## Predicting Graffiti Rates in San Diego 

#### K. Schlesinger,  Partnering with the City of San Diego Performance & Analytics Department

Whether large or small, graffiti has a significant effect on neighborhood quality. At the most basic level, graffiti is quite expensive to repair, costing San Diego upwards of $5 million dollars in a given year<sup>[1](#fn1)</sup>. It also has a detrimental effect on property values and can potentially increase crime rates. According to the Broken Windows theory<sup>[2](#fn2)</sup>, small crimes, such as vandalism, leads to residents disengaging from their neighborhoods. Over time, this community withdrawal makes the area more susceptible to serious crimes.  

San Diego is committed to decreasing graffiti. In June, they announced a new <a href="https://www.sandiego.gov/get-it-done">"Get It Done"</a> reporting system, where citizens can submit reports on a wide range of problems, like graffiti, tree hazards, and potholes.
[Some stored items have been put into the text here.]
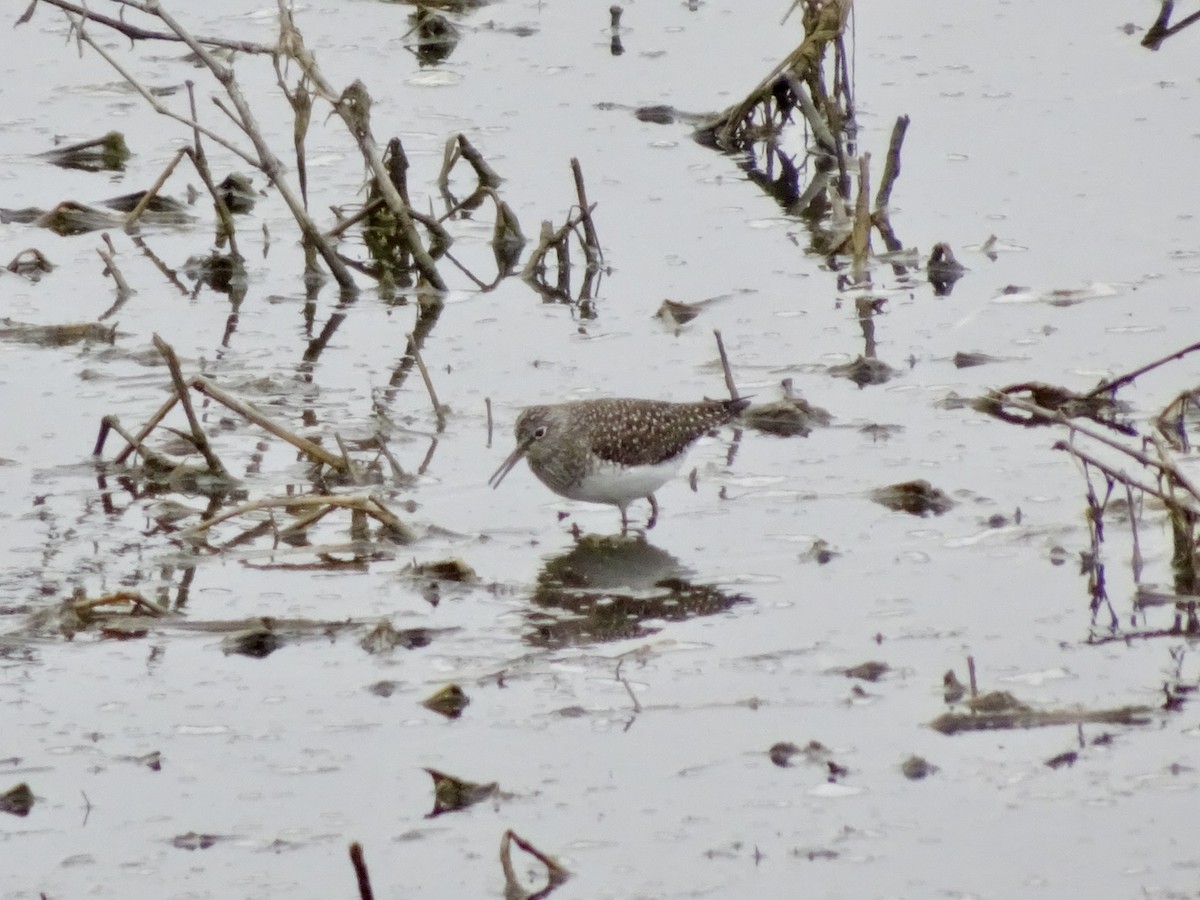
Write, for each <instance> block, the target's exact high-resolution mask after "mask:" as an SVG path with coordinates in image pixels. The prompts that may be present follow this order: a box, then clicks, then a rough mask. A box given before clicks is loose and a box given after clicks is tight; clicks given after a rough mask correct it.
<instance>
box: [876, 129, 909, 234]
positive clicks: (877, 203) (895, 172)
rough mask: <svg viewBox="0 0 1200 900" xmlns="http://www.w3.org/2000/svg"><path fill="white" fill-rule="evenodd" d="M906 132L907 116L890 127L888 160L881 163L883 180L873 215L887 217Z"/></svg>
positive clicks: (880, 188)
mask: <svg viewBox="0 0 1200 900" xmlns="http://www.w3.org/2000/svg"><path fill="white" fill-rule="evenodd" d="M906 131H908V116H907V115H901V116H900V118H899V119H896V124H895V125H894V126H892V140H890V143H888V158H887V160H886V161H884V163H883V179H882V180H881V181H880V192H878V193H877V194H875V215H876V216H878V215H881V214H882V215H887V208H888V204H889V203H890V202H892V187H893V186H894V185H895V182H896V179H898V178H900V148H902V146H904V136H905V132H906Z"/></svg>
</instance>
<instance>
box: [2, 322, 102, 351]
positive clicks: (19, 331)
mask: <svg viewBox="0 0 1200 900" xmlns="http://www.w3.org/2000/svg"><path fill="white" fill-rule="evenodd" d="M0 341H14V342H17V343H31V344H36V346H38V347H67V346H70V344H73V343H91V342H96V343H114V342H115V341H116V325H102V324H101V323H98V322H72V323H67V324H64V325H26V324H24V323H20V322H13V320H12V319H10V318H4V319H0Z"/></svg>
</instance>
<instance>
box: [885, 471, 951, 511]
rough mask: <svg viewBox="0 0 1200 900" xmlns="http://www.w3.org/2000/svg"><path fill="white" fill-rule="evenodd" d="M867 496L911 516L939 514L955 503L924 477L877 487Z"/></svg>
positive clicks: (946, 509)
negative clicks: (881, 486)
mask: <svg viewBox="0 0 1200 900" xmlns="http://www.w3.org/2000/svg"><path fill="white" fill-rule="evenodd" d="M869 496H870V498H871V499H872V500H875V502H876V503H878V504H881V505H883V506H887V508H888V509H890V510H895V511H896V512H908V514H911V515H913V516H928V515H929V514H930V512H932V514H934V515H935V516H940V515H942V514H943V512H946V511H948V510H950V509H953V508H954V505H955V504H954V500H952V499H950V498H949V496H948V494H947V493H944V492H943V491H941V490H940V488H937V487H934V486H932V485H931V484H929V482H928V481H925V480H924V479H920V480H918V481H902V482H900V484H896V485H888V486H887V487H877V488H875V490H874V491H871V492H870V494H869Z"/></svg>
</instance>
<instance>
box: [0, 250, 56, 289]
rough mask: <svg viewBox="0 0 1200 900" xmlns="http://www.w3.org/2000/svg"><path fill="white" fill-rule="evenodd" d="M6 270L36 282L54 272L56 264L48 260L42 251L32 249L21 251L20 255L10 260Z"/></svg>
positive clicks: (14, 273)
mask: <svg viewBox="0 0 1200 900" xmlns="http://www.w3.org/2000/svg"><path fill="white" fill-rule="evenodd" d="M5 269H7V270H8V271H11V272H12V274H13V275H19V276H22V277H23V278H29V280H30V281H34V282H36V281H37V280H38V278H41V277H42V276H43V275H48V274H49V272H52V271H54V263H52V262H50V260H49V259H47V258H46V254H44V253H42V251H40V250H37V248H36V247H30V248H29V250H23V251H20V253H18V254H17V256H14V257H13V258H12V259H10V260H8V265H6V266H5Z"/></svg>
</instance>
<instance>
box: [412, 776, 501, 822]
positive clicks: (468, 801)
mask: <svg viewBox="0 0 1200 900" xmlns="http://www.w3.org/2000/svg"><path fill="white" fill-rule="evenodd" d="M425 770H426V772H427V773H430V778H432V779H433V811H432V812H430V815H428V817H430V818H432V817H433V816H440V815H442V814H443V812H454V811H455V810H460V809H467V808H468V806H473V805H475V804H476V803H480V802H482V800H486V799H487V798H490V797H496V796H497V794H498V793H499V790H500V787H499V785H498V784H496V782H494V781H490V782H488V784H486V785H481V784H476V782H474V781H464V780H463V779H461V778H455V776H454V775H448V774H446V773H444V772H438V770H437V769H425Z"/></svg>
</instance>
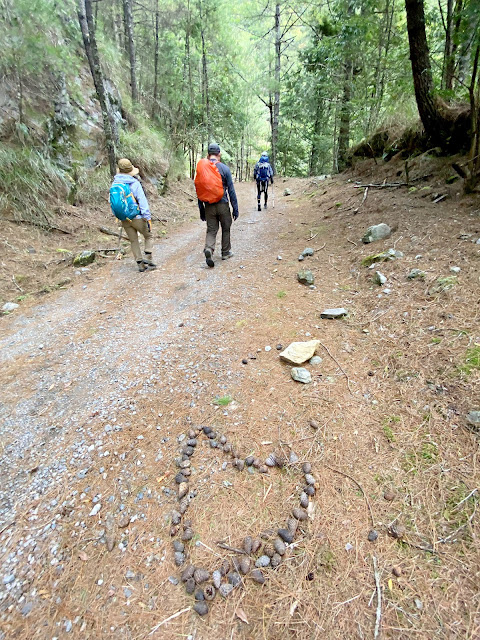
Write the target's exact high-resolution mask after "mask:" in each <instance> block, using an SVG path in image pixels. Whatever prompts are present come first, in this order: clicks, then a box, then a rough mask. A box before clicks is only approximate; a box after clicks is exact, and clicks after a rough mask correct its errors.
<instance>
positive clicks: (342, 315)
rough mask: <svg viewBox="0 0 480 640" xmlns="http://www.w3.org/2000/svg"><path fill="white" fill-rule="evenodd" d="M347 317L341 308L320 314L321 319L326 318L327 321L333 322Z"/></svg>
mask: <svg viewBox="0 0 480 640" xmlns="http://www.w3.org/2000/svg"><path fill="white" fill-rule="evenodd" d="M346 315H348V311H347V310H346V309H344V308H343V307H336V308H333V309H325V311H322V313H321V314H320V317H321V318H326V319H327V320H335V319H336V318H343V317H344V316H346Z"/></svg>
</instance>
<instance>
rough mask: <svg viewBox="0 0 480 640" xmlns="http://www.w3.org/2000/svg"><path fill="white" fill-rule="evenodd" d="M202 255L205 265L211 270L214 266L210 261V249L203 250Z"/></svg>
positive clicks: (210, 260) (213, 263)
mask: <svg viewBox="0 0 480 640" xmlns="http://www.w3.org/2000/svg"><path fill="white" fill-rule="evenodd" d="M203 253H204V254H205V262H206V263H207V266H209V267H210V269H212V268H213V267H214V266H215V263H214V261H213V260H212V252H211V251H210V249H205V251H204V252H203Z"/></svg>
With this system, city government would like to learn more about the range of problems in different municipal areas and improve their response time. 



Unfortunately, not every area is using the 311 system equally. The bulk of the ~20,000 reports stem from a small number of areas. Below, we have divided the San Diego municipal area into <a href="https://en.wikipedia.org/wiki/Census_block_group">Census block groups</a>. Overlaid is a heatmap showing the frequency of 311 reports in each area.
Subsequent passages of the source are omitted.